Je me suis laissée happer un peu par hasard par ce documentaire. On remarque rapidement que le récit va beaucoup jouer sur l’émotion et le sensationnalisme. L’affaire reste particulièrement frustrante, car on n’aura probablement jamais le véritable mot de la fin.
C’est surtout tragique de voir à quel point des vies peuvent basculer en une fraction de seconde. L’un des jeunes avait l’âge de ma sœur et un autre était encore plus jeune. Personne ne devrait perdre la vie aussi tôt.

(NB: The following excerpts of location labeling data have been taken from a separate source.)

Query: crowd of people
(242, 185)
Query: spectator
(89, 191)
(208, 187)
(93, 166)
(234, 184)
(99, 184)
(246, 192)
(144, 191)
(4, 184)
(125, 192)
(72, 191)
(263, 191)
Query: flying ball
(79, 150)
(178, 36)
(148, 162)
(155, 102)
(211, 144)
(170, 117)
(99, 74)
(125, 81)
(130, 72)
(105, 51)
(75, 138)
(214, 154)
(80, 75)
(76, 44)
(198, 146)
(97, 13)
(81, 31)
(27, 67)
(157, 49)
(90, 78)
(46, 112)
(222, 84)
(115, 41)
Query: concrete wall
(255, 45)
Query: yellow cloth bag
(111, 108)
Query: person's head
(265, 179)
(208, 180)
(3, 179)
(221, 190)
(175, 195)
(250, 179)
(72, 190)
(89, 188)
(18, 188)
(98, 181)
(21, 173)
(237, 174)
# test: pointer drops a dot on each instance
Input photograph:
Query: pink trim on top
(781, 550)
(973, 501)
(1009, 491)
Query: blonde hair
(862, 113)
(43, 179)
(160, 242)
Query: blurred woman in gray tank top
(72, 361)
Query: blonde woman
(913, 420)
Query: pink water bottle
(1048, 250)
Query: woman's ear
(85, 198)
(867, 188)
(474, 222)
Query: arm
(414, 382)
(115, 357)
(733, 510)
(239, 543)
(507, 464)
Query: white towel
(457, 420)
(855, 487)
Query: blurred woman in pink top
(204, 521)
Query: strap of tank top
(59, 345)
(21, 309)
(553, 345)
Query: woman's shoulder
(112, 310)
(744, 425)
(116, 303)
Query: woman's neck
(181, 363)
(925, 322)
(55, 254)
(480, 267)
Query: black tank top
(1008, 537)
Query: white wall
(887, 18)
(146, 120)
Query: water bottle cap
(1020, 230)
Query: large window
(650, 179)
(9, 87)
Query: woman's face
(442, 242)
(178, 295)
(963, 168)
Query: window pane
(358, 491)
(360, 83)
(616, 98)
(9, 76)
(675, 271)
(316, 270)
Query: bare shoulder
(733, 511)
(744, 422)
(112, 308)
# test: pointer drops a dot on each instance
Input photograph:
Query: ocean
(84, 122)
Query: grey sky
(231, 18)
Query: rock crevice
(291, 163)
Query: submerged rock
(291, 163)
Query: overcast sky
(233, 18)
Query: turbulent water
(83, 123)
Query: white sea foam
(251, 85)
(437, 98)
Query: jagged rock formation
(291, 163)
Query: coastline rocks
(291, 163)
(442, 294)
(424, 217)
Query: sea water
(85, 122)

Je dois reconnaître que l’attitude de Mackenzie Shirilla est profondément perturbante. Je ne suis ni juge ni profileuse, mais dans plusieurs de ses interventions, elle dégage une forme de froideur dérangeante. On a parfois l’impression qu’elle force certaines émotions. On peut entrevoir à plusieurs reprises un petit sourire narquois qu'elle tente de dissimuler, ce qui rend le documentaire encore plus troublant. Sa présence sur les réseaux sociaux peu après l’accident très joyeuse renforce aussi ce malaise et a largement participé à détériorer son image publique.
Malgré cela, je ne pense pas que cette affaire méritait un documentaire aussi long. Le sujet aurait probablement pu tenir dans un podcast ou un format plus court. Le montage devient parfois pesant à force de vouloir dramatiser chaque scène. Les interventions d’influenceurs ou de commentateurs extérieurs n’apportent d’ailleurs pas grand-chose et donnent surtout l’impression de surfer sur la médiatisation du drame.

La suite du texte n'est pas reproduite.